Recently, we had a super time at Chaumont and only scratched the surface. There was plenty we didn't get around to seeing. We did, however, mange to have a good look at the chateau proper and a bit of the parc as well as the show gardens. The chateau sits on a lovely spot, atop a bluff overlooking the river Loire. Due to the mix of medieval towers and Renaissance additions it has, we think, elements of a 'fairy-tale castle'.
There's been a fortified building on the site since about the year 1000. At that time, Eudes 1er, Count of Blois decided to build a fortress as the location was on his border with the Count of Anjou, Fulke Nerra [we've written about him before here
]. From a strategic point of view the location was excellent as the two of them were regularly in dispute. About fifty years later Chaumont became part of the holdings of the d'Amboise family and they held it for the next 500 years.
|Great mix of medieval & Renaissance architecture|
The current building dates from the 15th and the 16th century, and reflects a mix of the fortified medieval style and the Italian inspired Renaissance style. The stables and other outbuildings are of much later date [19th century].
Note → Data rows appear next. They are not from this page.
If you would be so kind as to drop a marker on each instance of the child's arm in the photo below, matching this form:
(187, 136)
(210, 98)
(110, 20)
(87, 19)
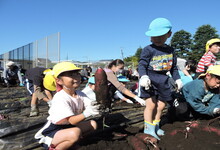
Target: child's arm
(76, 119)
(208, 61)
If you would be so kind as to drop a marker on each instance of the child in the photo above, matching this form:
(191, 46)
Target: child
(188, 73)
(209, 58)
(203, 94)
(11, 74)
(114, 67)
(89, 89)
(65, 124)
(118, 95)
(155, 61)
(34, 84)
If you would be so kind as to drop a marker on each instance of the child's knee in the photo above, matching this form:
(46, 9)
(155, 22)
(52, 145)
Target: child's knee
(94, 124)
(74, 134)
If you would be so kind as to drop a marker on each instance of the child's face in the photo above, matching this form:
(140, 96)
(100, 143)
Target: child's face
(160, 40)
(70, 79)
(117, 68)
(215, 48)
(212, 81)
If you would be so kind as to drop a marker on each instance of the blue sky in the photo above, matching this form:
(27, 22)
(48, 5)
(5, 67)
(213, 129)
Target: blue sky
(98, 29)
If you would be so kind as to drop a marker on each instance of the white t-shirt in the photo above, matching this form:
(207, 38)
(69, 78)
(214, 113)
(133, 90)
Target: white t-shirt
(64, 106)
(89, 93)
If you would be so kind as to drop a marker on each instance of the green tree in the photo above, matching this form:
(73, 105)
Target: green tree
(138, 53)
(182, 43)
(202, 35)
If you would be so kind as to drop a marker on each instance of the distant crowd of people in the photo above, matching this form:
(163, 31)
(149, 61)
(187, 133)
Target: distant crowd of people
(189, 89)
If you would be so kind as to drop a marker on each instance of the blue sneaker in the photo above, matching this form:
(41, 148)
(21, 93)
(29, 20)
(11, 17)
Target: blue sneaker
(21, 84)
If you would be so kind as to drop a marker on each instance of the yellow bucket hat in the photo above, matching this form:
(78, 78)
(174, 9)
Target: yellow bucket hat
(212, 70)
(50, 77)
(210, 42)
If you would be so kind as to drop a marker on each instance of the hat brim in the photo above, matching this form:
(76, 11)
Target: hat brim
(124, 80)
(201, 75)
(158, 32)
(49, 82)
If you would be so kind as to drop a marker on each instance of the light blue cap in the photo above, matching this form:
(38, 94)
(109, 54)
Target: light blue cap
(158, 27)
(91, 80)
(122, 79)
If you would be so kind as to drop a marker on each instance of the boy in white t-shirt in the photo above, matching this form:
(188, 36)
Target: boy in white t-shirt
(65, 123)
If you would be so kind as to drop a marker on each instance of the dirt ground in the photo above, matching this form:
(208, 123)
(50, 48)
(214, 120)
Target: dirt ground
(116, 138)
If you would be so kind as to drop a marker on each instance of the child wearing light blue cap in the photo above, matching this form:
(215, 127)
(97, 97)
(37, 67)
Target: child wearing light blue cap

|Porcupine badge of King Louis XII, inner courtyard|
In 1550 Catherine de'Medici, wife of King Henri II, bought Chaumont and regularly spent time there. She was very interested in astrology and both Nostradamus and Ruggieri were invited by her to Chaumont. However, Catherine de Medici had her eye on Chenonceau, the Renaissance chateau built over the river Cher and given by the king to his mistress and favourite, Diane de Poitiers. When Henri II died in 1559, she 'required' Diane de Poitiers to exchange Chenonceau for Chaumont.
|Inner courtyard, 16th century spiral staircase, center-right|
In the 18th century Benjamin Franklin and the writer, Madame de Staël
were guests of the Le Ray de Chaumont family who owned it at the time. In 1875 the chateau was bought by a sugar heiress who married the Prince de Broglie. They had the state of the art [for the time] stables built and it was the Prince de Broglie who commissioned the landscape architect Henri Duchêne to create the gardens [parc].
|Parc at Chaumont looking towards the bluff above the Loire|
The Princess de Broglie outlived her husband and retained ownership of Chaumont until 1938 when, as a result of financial losses and debts, she gifted Chaumont to the state. Since 2007 Chaumont has been owned by Region Centre.